It Sounds Scary, But What Exactly Is A Bomb Cyclone?
Will we or won't we? That's the discussion with my co-workers as to whether we will see a significant snowstorm sometime this weekend or maybe Sunday into Monday. It's winter, it's the Northeast, and you know anything can happen or not. We've been through this so many times in the past.
I read on social media from a WNEP-TV meteorologist from the Scranton area mention not to believe any forecast until at least Friday (January 14th) because we could receive anywhere from significant to nothing. Sounds about right. I guess how high up in the atmosphere the storm is has a lot to do with it.
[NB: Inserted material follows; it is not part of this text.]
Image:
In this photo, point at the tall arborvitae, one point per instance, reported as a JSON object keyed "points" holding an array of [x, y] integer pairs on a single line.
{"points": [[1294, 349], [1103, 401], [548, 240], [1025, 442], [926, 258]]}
I'm no weather expert, so what do I know?
Checking with the Binghamton National Weather Service website as of today (1/13/21), there is a potential of a storm, but nothing set in stone for Sunday into Monday, so it will be a wait and see. I plan to be ready with my snow shovels just in case.
And speaking of weather, someone asked me what exactly is a Bomb Cyclone? Well, I didn't have a clue but sounded interesting enough to find out. I took a look at the Tomorrow.io website, and the site states that a Bomb Cyclone is "the speedy deepening of a low-pressure area within the atmosphere. An area of low-pressure forms by at least 24 millibars within 24 hours.
And they commonly occur mostly in the Northern Hemisphere during the cold months of the year on the coasts of the United States and Japan. Bomb Cyclones begin in the ocean, and Tomorrow.io states that it is called a Bomb Cyclone because "the pressure drops quickly and causes intense winds rapidly, almost like a bomb going off.